Ewa Kwiatkowska dobrze pamięta pewien czwartkowy poranek, gdy po obudzeniu nie mogła stanąć na lewej nodze. – Myślałam, że to staw biodrowy, bo miałam wcześniej z nim problemy. Trzy dni starałam się pokonać ból sama, ale było to bezskuteczne i w końcu poszłam do lekarza. Dał mi skierowanie na jonoforezę. Widocznie też sądził, że znów odezwał się staw.
Jonoforeza, polegająca na wprowadzeniu do ustroju związków chemicznych za pomocą prądu stałego, może być faktycznie skuteczna przy różnego rodzaju bólach pochodzenia zapalnego, ale w tym przypadku okazała się niewypałem.
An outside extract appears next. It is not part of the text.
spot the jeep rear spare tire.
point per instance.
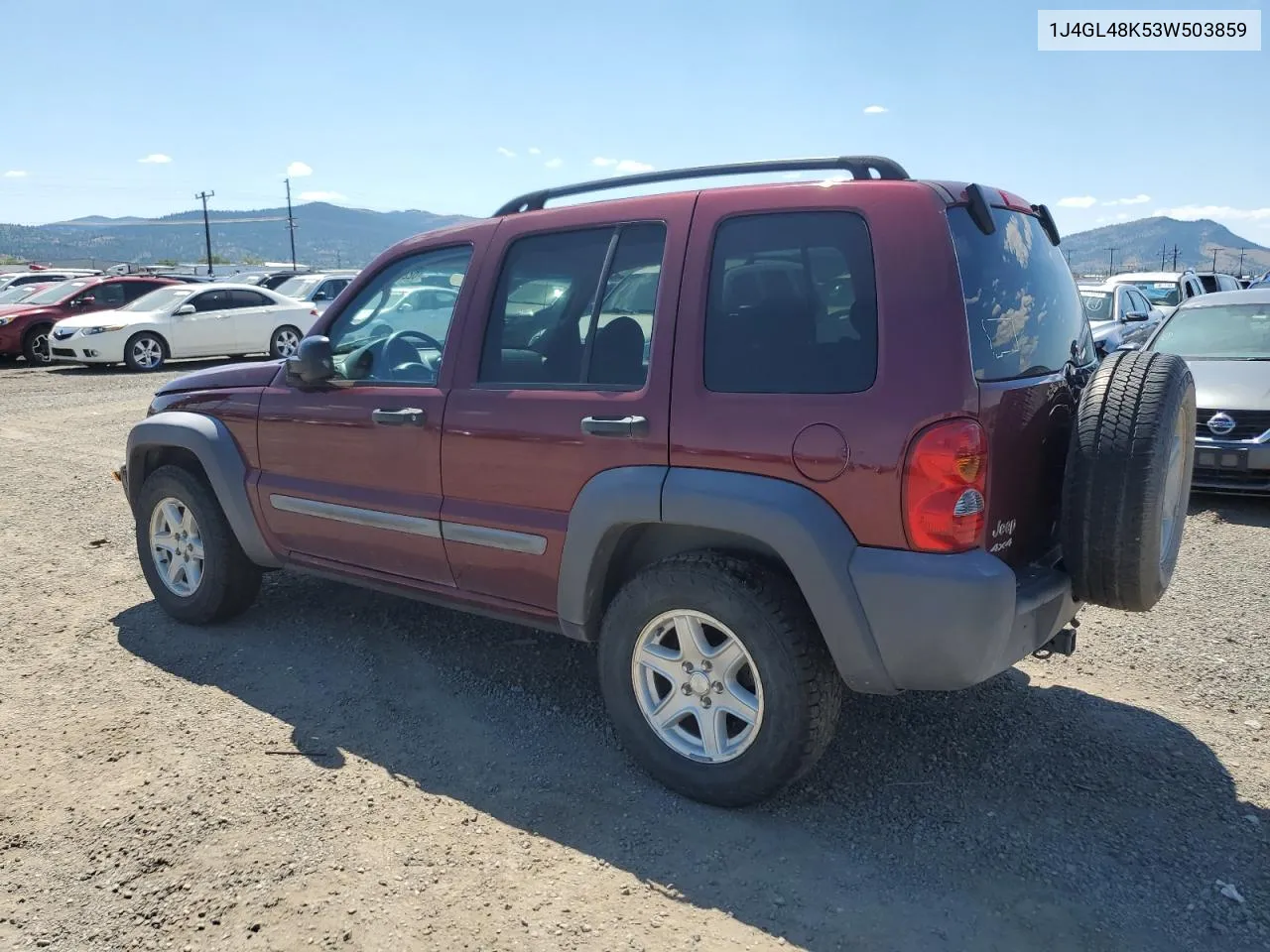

Gdy pani Ewa po tygodniu nie mogła już z powodu bólu wychodzić z domu, sąsiadka doradziła, by jak najszybciej wezwać neurologa. Bez skierowania od lekarza rodzinnego zapłaciła za wizytę 60 zł, ale decyzja była słuszna. – Dopiero neurolog zbadał mnie jak należy. Okazało się, że nie mam odruchu kolanowego i słabsze mięśnie w lewej nodze. A więc to nie było zapalenie stawu, tylko uszkodzone korzenie nerwowe. Tomografia komputerowa wykazała dyskopatię. Jeszcze tego samego dnia kupiłam podręcznik, by dowiedzieć się, co to takiego.
Gdyby pani Ewa miała w swoich lędźwiach kamerę rejestrującą dzień po dniu zmiany, które tak raptownie unieruchomiły ją w łóżku, po obejrzeniu filmu łatwiej by jej było zrozumieć, w jakim fatalnym stanie jest jej kręgosłup.